Abstract
Objective: Data help inform research and practice in child protection services. One data category within quantitative datasets is derived from reports made to child protection agencies from others with child abuse concerns. Reports data is used in the development of algorithmic decision- making support tools. Data category coherence is integral to these uses, yet little is known about contributing human judgement processes. This paper outlines a study of police staff decision- making about making reports of concern.
Methods: This paper describes a qualitative study of police ‘reports of concern’, using interviews, focus groups and observations of team decision- making. The methodology, based on critical realism, adopts the decision-making ecology as a theoretical framework, and uses deductive thematic analysis to analyse the results.

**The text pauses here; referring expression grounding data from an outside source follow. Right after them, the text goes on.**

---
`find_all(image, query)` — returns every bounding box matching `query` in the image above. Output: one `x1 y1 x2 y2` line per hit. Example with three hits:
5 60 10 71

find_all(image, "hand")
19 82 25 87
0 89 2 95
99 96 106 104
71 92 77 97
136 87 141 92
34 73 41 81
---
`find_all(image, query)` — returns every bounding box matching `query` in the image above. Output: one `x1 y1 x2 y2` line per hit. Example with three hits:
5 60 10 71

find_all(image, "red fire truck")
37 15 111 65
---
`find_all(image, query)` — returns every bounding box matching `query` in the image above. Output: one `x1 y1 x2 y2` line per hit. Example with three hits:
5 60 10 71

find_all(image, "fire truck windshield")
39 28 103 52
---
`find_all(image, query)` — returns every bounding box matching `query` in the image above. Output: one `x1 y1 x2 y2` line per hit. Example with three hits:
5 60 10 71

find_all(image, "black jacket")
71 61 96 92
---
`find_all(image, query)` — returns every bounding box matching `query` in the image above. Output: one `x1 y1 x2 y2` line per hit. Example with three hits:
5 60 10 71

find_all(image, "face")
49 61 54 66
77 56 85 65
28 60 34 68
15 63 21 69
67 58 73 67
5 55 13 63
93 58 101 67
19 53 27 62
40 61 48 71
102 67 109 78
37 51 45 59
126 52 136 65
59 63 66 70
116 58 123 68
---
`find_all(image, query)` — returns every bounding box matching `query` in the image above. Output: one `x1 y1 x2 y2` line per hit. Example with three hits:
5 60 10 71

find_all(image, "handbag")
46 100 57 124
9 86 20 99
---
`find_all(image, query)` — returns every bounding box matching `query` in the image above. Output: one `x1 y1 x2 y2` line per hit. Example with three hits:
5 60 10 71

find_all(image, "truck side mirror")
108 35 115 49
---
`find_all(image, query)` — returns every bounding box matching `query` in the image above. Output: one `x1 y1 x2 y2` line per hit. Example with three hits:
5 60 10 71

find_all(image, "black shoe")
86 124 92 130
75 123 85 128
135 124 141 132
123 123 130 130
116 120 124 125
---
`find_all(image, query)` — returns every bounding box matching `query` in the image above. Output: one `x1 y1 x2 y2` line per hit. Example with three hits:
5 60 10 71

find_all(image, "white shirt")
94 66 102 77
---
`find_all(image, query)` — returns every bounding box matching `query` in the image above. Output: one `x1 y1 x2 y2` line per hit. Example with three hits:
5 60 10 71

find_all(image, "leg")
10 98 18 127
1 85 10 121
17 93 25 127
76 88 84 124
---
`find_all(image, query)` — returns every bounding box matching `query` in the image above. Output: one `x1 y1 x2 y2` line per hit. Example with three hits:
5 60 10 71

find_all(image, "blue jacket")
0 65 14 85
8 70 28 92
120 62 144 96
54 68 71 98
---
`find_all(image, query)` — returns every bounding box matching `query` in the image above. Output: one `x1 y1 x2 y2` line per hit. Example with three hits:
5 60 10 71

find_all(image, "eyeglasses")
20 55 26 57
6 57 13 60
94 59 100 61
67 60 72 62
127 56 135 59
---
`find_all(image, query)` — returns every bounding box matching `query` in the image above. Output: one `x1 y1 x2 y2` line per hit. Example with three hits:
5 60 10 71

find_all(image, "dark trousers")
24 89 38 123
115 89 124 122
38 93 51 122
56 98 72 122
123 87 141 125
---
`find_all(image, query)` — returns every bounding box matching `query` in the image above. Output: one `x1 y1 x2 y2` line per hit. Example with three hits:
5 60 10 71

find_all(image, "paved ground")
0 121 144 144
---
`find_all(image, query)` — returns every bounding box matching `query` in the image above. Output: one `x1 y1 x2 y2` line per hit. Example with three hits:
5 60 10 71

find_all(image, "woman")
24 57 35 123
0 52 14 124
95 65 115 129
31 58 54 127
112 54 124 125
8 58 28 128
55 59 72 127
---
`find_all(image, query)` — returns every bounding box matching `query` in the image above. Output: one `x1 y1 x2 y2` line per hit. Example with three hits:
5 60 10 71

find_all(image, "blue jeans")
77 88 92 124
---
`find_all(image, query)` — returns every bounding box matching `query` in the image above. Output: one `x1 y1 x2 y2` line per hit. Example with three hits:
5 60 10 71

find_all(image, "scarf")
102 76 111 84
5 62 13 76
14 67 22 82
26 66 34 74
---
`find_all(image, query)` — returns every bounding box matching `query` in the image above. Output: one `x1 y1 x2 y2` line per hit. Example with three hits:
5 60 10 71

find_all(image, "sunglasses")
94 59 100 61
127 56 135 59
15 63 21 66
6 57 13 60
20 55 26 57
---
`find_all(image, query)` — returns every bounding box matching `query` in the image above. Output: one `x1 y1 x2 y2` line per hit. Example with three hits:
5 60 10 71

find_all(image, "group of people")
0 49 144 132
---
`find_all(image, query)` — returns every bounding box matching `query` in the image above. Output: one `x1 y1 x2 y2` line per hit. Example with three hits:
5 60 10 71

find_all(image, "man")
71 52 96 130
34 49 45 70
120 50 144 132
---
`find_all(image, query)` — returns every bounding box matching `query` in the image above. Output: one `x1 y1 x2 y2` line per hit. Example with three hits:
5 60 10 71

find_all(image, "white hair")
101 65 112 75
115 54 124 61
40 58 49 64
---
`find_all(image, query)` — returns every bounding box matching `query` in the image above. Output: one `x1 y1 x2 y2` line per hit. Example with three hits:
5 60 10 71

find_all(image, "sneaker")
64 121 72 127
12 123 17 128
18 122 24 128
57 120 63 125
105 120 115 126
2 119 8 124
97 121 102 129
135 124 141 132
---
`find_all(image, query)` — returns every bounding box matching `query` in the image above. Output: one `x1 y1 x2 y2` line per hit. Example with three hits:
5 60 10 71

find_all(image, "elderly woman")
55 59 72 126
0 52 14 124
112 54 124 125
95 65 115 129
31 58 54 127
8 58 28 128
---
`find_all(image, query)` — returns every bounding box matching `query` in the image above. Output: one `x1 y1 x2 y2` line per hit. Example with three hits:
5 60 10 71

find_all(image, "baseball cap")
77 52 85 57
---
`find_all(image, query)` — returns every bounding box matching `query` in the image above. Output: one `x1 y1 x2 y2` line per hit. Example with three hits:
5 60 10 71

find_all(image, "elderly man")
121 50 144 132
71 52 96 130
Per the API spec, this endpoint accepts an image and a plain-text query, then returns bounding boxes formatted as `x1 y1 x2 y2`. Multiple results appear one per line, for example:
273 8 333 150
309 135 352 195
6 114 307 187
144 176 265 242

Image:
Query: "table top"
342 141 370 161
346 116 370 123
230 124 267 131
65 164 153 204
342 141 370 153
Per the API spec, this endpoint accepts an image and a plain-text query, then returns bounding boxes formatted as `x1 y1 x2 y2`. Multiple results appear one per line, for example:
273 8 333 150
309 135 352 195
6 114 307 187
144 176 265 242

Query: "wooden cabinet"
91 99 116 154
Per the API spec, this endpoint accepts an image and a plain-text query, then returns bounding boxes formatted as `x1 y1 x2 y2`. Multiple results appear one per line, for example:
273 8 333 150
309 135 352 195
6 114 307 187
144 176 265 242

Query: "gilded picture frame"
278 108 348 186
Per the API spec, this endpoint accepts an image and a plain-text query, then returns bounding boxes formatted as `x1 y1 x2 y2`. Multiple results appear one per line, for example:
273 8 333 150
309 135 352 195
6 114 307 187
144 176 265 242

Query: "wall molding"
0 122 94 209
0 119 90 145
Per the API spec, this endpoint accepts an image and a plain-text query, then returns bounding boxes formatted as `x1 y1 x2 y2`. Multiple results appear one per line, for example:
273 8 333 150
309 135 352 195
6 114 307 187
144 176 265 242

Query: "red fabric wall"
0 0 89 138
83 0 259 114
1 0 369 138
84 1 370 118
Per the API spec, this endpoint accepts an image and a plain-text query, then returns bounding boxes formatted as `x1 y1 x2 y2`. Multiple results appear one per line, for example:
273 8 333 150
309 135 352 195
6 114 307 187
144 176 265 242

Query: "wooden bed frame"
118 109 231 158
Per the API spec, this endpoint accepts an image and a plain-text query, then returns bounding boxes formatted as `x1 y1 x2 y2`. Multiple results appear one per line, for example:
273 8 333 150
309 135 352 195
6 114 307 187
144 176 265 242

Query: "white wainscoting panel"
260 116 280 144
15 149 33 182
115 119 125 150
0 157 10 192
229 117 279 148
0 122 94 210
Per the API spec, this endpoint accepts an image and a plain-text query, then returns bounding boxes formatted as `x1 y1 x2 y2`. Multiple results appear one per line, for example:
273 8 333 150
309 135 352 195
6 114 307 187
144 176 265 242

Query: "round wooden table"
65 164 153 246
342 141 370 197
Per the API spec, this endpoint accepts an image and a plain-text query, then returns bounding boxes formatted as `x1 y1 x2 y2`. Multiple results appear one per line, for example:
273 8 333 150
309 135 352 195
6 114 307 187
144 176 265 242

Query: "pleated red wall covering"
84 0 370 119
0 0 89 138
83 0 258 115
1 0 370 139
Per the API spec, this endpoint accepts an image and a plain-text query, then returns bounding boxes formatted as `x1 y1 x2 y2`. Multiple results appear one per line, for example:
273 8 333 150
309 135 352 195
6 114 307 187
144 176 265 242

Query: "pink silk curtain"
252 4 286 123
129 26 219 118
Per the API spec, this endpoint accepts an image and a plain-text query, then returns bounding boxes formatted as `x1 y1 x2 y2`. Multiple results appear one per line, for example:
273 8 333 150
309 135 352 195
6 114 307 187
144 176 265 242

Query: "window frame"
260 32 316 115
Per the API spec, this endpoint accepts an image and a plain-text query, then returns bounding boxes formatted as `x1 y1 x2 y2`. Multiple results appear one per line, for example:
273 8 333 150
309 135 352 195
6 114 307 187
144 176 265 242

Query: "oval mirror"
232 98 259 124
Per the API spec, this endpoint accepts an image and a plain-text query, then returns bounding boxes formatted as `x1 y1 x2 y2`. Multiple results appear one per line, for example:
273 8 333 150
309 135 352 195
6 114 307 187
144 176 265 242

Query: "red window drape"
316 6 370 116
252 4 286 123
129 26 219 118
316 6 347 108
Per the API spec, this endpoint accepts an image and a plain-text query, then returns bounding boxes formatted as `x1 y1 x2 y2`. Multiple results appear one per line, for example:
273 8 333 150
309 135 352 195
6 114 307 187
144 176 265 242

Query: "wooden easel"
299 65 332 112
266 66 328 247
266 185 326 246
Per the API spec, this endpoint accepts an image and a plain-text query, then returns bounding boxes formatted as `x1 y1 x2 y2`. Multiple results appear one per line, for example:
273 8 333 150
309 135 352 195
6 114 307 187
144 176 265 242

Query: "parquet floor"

Results: Police participants emphasise support responses to families before making reports of concern. Reports are likely when exposure to intimate partner violence is chronic, parents are perceived as culpable and disengaged from services, and reporters are concerned about blame for not reporting. Diverse thresholds for reporting between reporters are linked to differences in role type, accountability concerns, interpretations of reporting policy, experience, and changing policy emphases. Resistance to accepting a report by the statutory agency affected reports. This varied by location and could amplify reporting behaviour over time.
Conclusions: This complexity highlights the lack of internal consistency in ‘reports of concern’ data, and elucidates the feedback effect, challenging their use in predictive tools. Reports cannot be assumed to represent child abuse incidence, nor a consistent level of community-assessed risk of harm.